Berikut adalam item ‘b’ dalah ringkasan isi dari Ihya’ Ulumiddin Bab I yang dianggap mewakili bab yang berisi wacana pendidikan dalam kitab Ihya’. Akan tetapi yang perlu disadari oleh pembaca bukan berarti selain di bab I Ihya’, dalam bab-bab lain al- ghazali tidak menyinggung tentang pendidikan. Jadi sebenarnya lebih pada pilihan penulis karena keterbatasan waktu dan kemampuan yang ada.
B. Ilmu pengetahuan
Pandangan al-Ghazali tentang pendidikan meliputi pandangannya akan keutamaan ilmu & keutamaan orang yang memilikinya, pembagian ilmu, etika belajar dan mengajar.
Baiklah kita mulai dari hal yang pertama, al-Ghazali memulai pandangannya dengan nada provokatif tentang keutamaan mereka yang memiliki ilmu pengetahuan dengan mengutip al-qur’an surat al-mujadilah ayat 11 yang mempunyai arti: Allah akan meninggikan orang-orang yang beriman di antaramu dan orang-orang yang diberi ilmu pengetahuan beberepa derajat. Provokasi ini kemudian dilanjutkannya dengan hadis Nabi bernada majaz metaforik yang dikemukakan oleh Ibnu Abbas tentang keutamaan ilmuwan atas orang awam, pernyataan tersebut adalah “lil ulama’I darajat fauqa al-mu’minina bisab’imi’ati darajat ma baina al-darajataini masiratu khamsami’ati ‘am.” yang artinya para orang-orang yang berilmu memiliki derajat diatas orang-orang mukmin sebanyak tujuh ratus derajat, jarak di antara dua derajat tersebut perjalanan lima ratus tahun.
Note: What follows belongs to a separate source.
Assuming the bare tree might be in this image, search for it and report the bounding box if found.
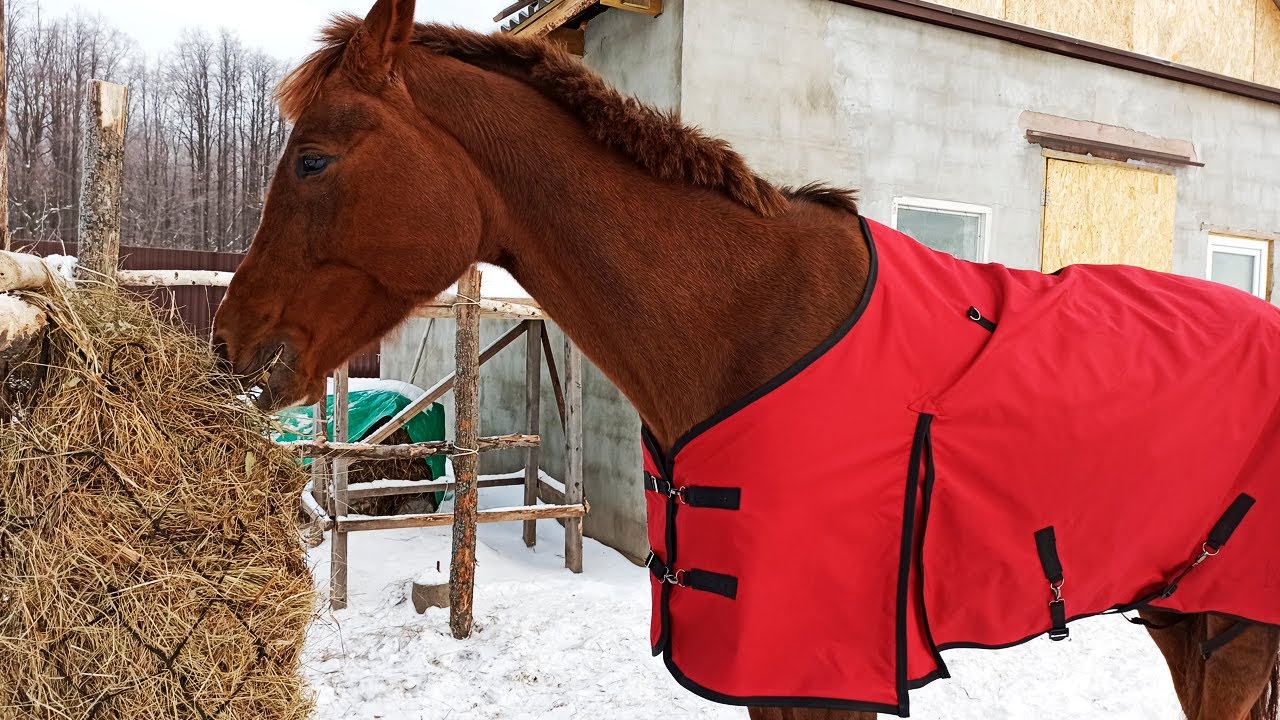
[5,5,287,252]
Di halaman pertama ihya’ pada bab I[2] saja setidaknya terdapat 14 ayat yang dikutib al-Ghazali yang dijadikan pen-support akan keutamaan ilmu dan keutamaan orang yang memilikinya. Dan melengkapinya dengan mengutip 27 hadis yang mendukung. Sedangkan dalam keutamaan belajar beliau memulai dengan dengan surat taubat ayat 122 kemudian melanjutkannya dengan surat al-nahl ayat 43 dan al-anbiya’ ayat 7 yang berbunyi “fas’alu ahla al-dikri in kuntum la ta’lamun.” dan setelah itu setidaknya beliau menyebutkan 9 hadis yang juga bernada majaz metaforis.
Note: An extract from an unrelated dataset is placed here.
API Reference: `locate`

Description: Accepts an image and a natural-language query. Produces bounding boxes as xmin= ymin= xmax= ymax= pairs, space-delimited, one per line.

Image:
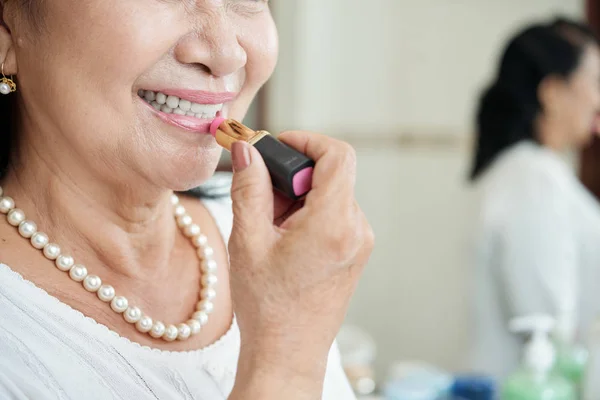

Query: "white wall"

xmin=267 ymin=0 xmax=585 ymax=381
Yang menarik disamping beliau menyandarkan pendapat-pendapatnya pada dua asas islam di atas, beliau memakai pula sandaran secara logika (aqli). Hal ini rupanya tak luput dari background-nya sebagai guru besar Universitas Nidhamiyah yang mengikuti madhab Syafi’iyah dan madhab kalam al-Asy’ari yang memang sering memadukan dalil naqli dan ’aqli. Ebrikut adalah ikhtisar pemikiran al-Ghazali tentang pendidikan.
1. Kategorisasi pengetahuan
Setelah memprovokasi umat islam untuk mencari ilmu, al-Ghazali melanjutkannya dengan kategorisasi ilmu pengetahun. Dalam kategorisasi ilmu, al-Ghazali membaginya pada ilmu yang pantas untuk dipelajari (al-mahmud) dan ilmu yang tidak pantas untuk dipelajari (al-madmum), kemudian beliau juga membagi ilmu yang pantas dipelajari menjadi ilmu yang fardlu ‘ain untuk dipelajari dan ilmu yang hanya fardlu kifayah untuk dipelajari.
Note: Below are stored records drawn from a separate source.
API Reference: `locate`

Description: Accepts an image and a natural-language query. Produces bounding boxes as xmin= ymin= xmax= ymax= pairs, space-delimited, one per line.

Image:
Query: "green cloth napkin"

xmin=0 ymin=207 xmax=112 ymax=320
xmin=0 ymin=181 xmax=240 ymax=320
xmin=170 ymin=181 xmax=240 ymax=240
Akan tetapi sebelum membahas hal itu, al-Ghazali memulainya dengan mengatakan tidak adanya diskriminasi dalam mencari ilmu dengan mengutip hadis Nabi yang berbunyi” t{alabu al-‘ilmi faridah ‘ala kulli muslim” setelah itu baru menjelaskan pada apa yang ia maksud dengan ilmu yang fadlu ‘ain, yaitu ilmu yang meliputi ilmu teologi seperlunya hingga ia yakin tentang Allah, kemudian ilmu syari’at hingga ia paham akan apa yang harus ditinggalkan dan apa yang harus dilakukan . selebihnya menurutnya adalah fardlu kifayah.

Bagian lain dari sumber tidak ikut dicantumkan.